Робин Гуд против шерифа - Кинг Диана. Страница 17
— Так, говоришь, йоркширцы отменные стрелки? — добавил норвежец.
— Лучше, чем ты думаешь, — приободрился Робин. — Мы едем к месту сбора.
На месте общего сбора возле широченного, в восемь обхватов, старого дуба Робина с Торстведтом уже поджидал с десяток добрых лесных молодцов в темно-зеленых холщовых накидках, со здоровенными луками за плечами и объемными колчанами на кожаных перевязях, выделанных знаменитыми местными кожевниками, лучшими во всей Англии. Робин увидал здесь и своих старых знакомых, с которыми иной раз приходилось уже брать высокие стены настоящих замков.

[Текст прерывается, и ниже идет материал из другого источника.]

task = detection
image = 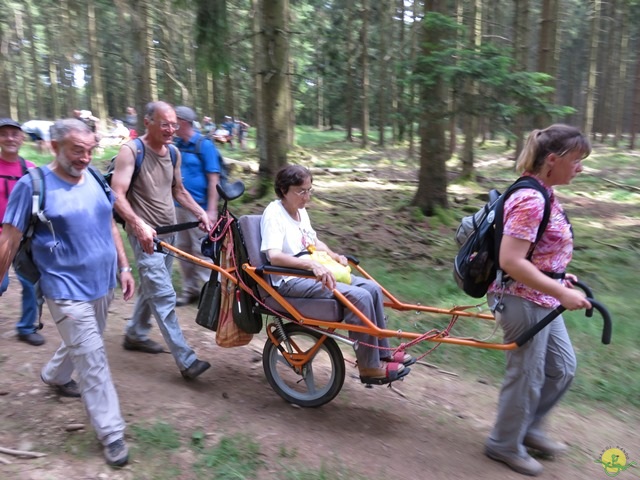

Люди подходили, и компания все росла. Тут были и подросшие дети ирландца Гэкхема, бывшего сейчас в плену у шерифа, — совсем еще юные братья. Были и дети давно уже погибшего храброй смертью Малыша Джона, были и ребята поопытней. Все они по очереди подходили к Робину. Многие так радовались встрече с Робином, что в конце концов от дружеских объятий и похлопываний по плечу у него заболели и спина, и плечи, и руки.
Появился и Боллок, который передал раненого товарища местным знахаркам. Боллок, недоверчиво поглядывая на стоявшего чуть в стороне норвежца, тем не менее не мог сдержать восхищения и, указывая на Торстведта, рассказывал товарищам о сегодняшней стычке. Впрочем, предприятие, в котором, не раздумывая, высказали желание участвовать все прибывшие и все прибывающие йомены, обещало быть еще более захватывающим.
Наконец появилось несколько человек, одежда которых отличалась от грубой зеленой холстины лесных охотников. Это были мещане, жители Ноттингема, его предместий и внутреннего города. С ними Робин, отойдя чуть в сторону, беседовал особенно обстоятельно.
Новые горожане, бывшие когда-то в шайке Робина и в других подобных отрядах, нынче остепенились и работали в Ноттингеме. Занимались ремеслом, содержали мелкие лавчонки, некоторые из них имели доступ в замок по всевозможным торговым и хозяйственным поручениям и подрядам. Правда, теперь и в городе жизнь была такая несладкая, что в пору было поднимать настоящий бунт, подготовкой которого уже занимались некоторые горожане. Джохан, щекастый здоровенный малый, служивший плотником в самой резиденции шерифа, был их предводителем. С ним-то Робин и начал обсуждать созревший у него план проникновения в Ноттингемский замок.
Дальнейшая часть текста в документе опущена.